Amiton was the largest town on the island, and was where all the tourists jumped off the ferry and decided to shop. Nick liked the customers interested in witchcraft and the island’s history, but not the witch wannabes who researched Wicca on the internet, read an article on some naff website, then declared themselves High Priestess of this, that, and the other. Some would shove their views down his throat and threaten to hex him when his customer service skills sucked, which was most of the time.
‘Nicolas.’ Her voice was delicate, yet held great authority.
‘Yes, Mora,’ said Nick, spinning to address her.
She was a short plump lady in her late forties with a calm demeanour, cropped chocolate hair, and green eyes. Her complexion was so yellowy-white that if she lay with her eyes closed you’d think she was dead, or at least severely ill.
‘That lady didn’t seem too impressed with you.’
‘Yeah, I suggested she shops elsewhere.’
‘You sent a customer away?’
‘She was rude to me.’
‘Okay, Nicolas, but I’d prefer it if your pride didn’t affect our profits in the future.’ It was almost impossible to take offence to anything Mora said. Nick knew she was a careful thinker and spoke only her mind. He liked that about her.

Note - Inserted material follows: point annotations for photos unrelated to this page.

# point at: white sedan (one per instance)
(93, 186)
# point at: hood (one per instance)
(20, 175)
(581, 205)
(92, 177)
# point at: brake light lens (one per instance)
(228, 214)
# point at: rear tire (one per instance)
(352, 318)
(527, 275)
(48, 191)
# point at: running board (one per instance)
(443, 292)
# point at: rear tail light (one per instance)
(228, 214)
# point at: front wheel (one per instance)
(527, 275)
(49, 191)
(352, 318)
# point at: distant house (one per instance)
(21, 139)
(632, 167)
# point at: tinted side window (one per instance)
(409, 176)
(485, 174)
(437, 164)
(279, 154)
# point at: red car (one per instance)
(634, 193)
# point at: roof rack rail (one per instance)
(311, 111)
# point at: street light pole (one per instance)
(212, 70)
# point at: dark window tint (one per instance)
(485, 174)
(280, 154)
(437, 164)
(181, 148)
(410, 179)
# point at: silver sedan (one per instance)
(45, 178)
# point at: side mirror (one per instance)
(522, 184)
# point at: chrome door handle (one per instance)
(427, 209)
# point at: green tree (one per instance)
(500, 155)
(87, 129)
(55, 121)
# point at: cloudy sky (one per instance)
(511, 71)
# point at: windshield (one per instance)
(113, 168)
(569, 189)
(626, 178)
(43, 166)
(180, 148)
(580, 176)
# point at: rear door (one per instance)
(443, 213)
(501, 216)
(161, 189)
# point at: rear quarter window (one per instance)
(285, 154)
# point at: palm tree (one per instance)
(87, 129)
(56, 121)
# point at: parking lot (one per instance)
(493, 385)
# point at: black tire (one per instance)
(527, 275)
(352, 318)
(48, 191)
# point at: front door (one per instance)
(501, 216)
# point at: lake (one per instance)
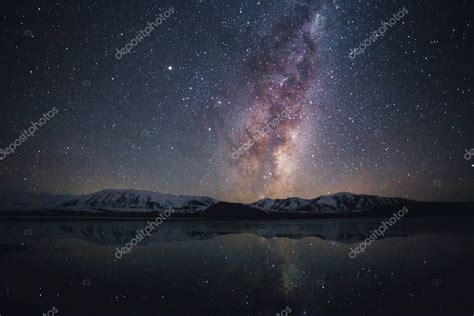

‘I forgot to mention … she didn’t like your wands and she said our store is limited compared to the others in Amiton.’
Mora’s jaw dropped. After a moment of composing herself, she came out with, ‘Stuff her, then. The grumpy sod can shop elsewhere!’
Laughing with his manager, Nick couldn’t help think,
Oh, so it’s fine for your pride to affect profits!
But he wasn’t truly annoyed.
‘Nicolas,’ Mora dawdled off and stood by the table with divination and tarot cards stacked on top. ‘I think more items have been stolen.’ She shook her head, compressing her lips.
‘I don’t remember selling any of these today, though I could swear there were more here this morning.’
Shrugging his shoulders, Nick wished he knew what to say. Mora toddled back over to him rather solemnly then said, ‘Never mind. Will you keep an eye out for me? Look out for suspicious customers.’
‘Of course.’ He gave an enthusiastic nod.
‘You can get going if you want. It’s not so busy. I’ll lock up and get the cleaning done.’ She scanned the store, and then returned her eyes to him. ‘And don’t worry; I’ll pay you for the whole shift.’ After a sweet smile, she took his place behind the glass counter.
In comparison to Mora, Nick felt like a giant. She was maybe five feet tall. He noticed the height difference more when she sat down. It didn't bother him much when other staff members were about, but when it was just the two of them, he felt almost obliged to slouch his posture to appear shorter.
‘Thank you, Mora. I’ll see you on Friday.’ He scuttled out the back, grabbed his jacket, and then hurried out of the store, waving to Mora on his exit.
Two full time colleagues, Janet and Alan, had worked nine to five and had already left. As a part-timer, Nick was meant to work twelve to six and help close up. He checked the time on his mobile: Twenty past five.